Electronic Theses and Dissertation

Universitas Syiah Kuala

SKRIPSI

PERBANDINGAN PERFORMA INDOBERT DAN DEEPSEEK DALAM PENDETEKSIAN HUMOR PADA TEKS BERBAHASA INDONESIA

Pengarang

Najla Raihana Kamila - Personal Name;

Dosen Pembimbing

Rasudin - 197410011999031001 - Dosen Pembimbing I
Laina Farsiah - 198902032022032004 - Dosen Pembimbing II

Nomor Pokok Mahasiswa

2108107010067

Fakultas & Prodi

Fakultas MIPA / Informatika (S1) / PDDIKTI : 55201

Subject

Kata Kunci

Penerbit

Banda Aceh : Fakultas mipa., 2025

Bahasa

No Classification

Literature Searching Service

Hard copy atau foto copy dari buku ini dapat diberikan dengan syarat ketentuan berlaku, jika berminat, silahkan hubungi via telegram (Chat Services LSS)

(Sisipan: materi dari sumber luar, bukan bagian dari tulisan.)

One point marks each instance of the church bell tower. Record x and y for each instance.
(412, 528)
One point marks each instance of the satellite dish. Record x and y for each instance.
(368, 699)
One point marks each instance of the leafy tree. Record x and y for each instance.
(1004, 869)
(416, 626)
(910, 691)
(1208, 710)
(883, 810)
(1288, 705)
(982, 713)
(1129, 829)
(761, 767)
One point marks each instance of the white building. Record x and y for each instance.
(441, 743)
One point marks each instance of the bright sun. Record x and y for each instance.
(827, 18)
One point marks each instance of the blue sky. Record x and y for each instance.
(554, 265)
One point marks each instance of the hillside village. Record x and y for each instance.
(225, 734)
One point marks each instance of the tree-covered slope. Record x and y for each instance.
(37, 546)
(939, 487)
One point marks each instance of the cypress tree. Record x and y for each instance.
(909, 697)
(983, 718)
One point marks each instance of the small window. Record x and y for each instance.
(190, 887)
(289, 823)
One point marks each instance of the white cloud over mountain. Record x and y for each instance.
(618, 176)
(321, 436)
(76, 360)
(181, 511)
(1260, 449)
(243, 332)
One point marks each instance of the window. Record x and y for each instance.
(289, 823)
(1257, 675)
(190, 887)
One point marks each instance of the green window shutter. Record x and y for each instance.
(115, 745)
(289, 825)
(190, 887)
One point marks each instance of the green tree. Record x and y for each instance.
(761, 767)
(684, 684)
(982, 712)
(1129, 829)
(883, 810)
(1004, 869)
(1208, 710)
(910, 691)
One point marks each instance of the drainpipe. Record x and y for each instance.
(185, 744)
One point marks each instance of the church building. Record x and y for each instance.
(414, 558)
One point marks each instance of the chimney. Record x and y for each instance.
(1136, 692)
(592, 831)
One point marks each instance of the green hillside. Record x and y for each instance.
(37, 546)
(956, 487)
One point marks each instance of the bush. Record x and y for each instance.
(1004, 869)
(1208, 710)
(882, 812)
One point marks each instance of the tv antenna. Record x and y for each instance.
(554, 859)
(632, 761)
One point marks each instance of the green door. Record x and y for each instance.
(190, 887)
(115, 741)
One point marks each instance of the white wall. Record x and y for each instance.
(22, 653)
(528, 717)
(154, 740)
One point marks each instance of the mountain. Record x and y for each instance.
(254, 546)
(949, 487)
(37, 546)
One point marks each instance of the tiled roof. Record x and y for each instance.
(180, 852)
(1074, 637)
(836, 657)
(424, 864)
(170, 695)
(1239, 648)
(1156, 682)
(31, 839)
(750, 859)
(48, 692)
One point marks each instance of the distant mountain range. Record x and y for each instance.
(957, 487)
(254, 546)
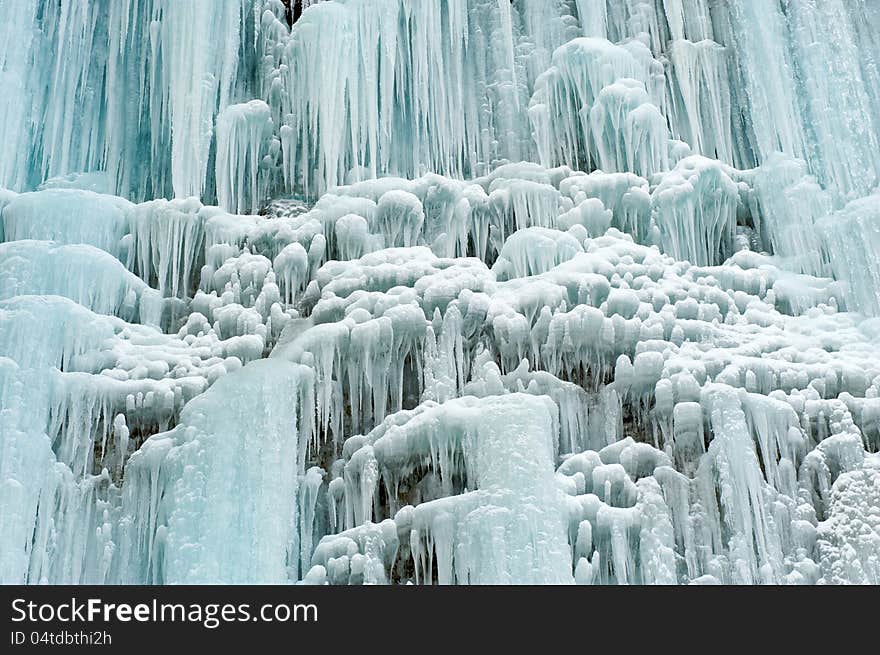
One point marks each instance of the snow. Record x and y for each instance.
(456, 292)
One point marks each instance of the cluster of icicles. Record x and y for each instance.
(547, 307)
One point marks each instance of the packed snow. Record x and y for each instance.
(440, 292)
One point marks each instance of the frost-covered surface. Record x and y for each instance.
(548, 291)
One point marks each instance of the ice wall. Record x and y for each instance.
(467, 291)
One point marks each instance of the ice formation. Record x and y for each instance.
(440, 292)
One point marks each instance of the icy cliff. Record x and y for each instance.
(440, 291)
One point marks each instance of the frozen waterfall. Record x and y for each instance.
(440, 291)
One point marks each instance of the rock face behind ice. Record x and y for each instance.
(456, 292)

Kemampuan mendeteksi humor dalam teks merupakan tantangan tersendiri dalam bidang Natural Language Processing (NLP), terutama untuk bahasa-bahasa dengan sumber daya terbatas seperti Bahasa Indonesia. Humor berperan penting dalam meningkatkan efektivitas komunikasi, tetapi kadar humor yang berlebihan dapat menurunkan kualitas penyampaian pesan. Penelitian ini bertujuan melatih dan mengevaluasi model IndoBERT untuk mendeteksi humor dalam teks berbahasa Indonesia serta membandingkannya dengan model generik multibahasa DeepSeek. Dataset dikembangkan melalui web scraping komentar YouTube yang mengandung unsur humor, kemudian melalui proses pelabelan, pra-pemrosesan, dan pelatihan model. Evaluasi dilakukan menggunakan metrik akurasi, precision, recall, serta F1-score. Hasil menunjukkan bahwa IndoBERT mencapai akurasi sebesar 93% dan F1-score sebesar 91%, dengan performa yang stabil dan seimbang pada kedua kelas (humor dan bukan humor). Namun, berdasarkan confusion matrix terhadap sampel kasus prediksi, DeepSeek mampu mendeteksi lebih banyak pola humor yang tidak terdeteksi oleh IndoBERT. Hal ini menunjukkan bahwa DeepSeek memiliki potensi dalam mengenali bentuk humor yang bersifat implisit dan kontekstual. Selain itu, penelitian ini juga menghasilkan sistem bernama Humorizer, yaitu alat berbasis IndoBERT yang mampu menghitung persentase humor dalam teks. Sistem ini bermanfaat bagi pembicara publik, moderator, maupun profesional komunikasi lainnya yang ingin menyisipkan humor secara proporsional.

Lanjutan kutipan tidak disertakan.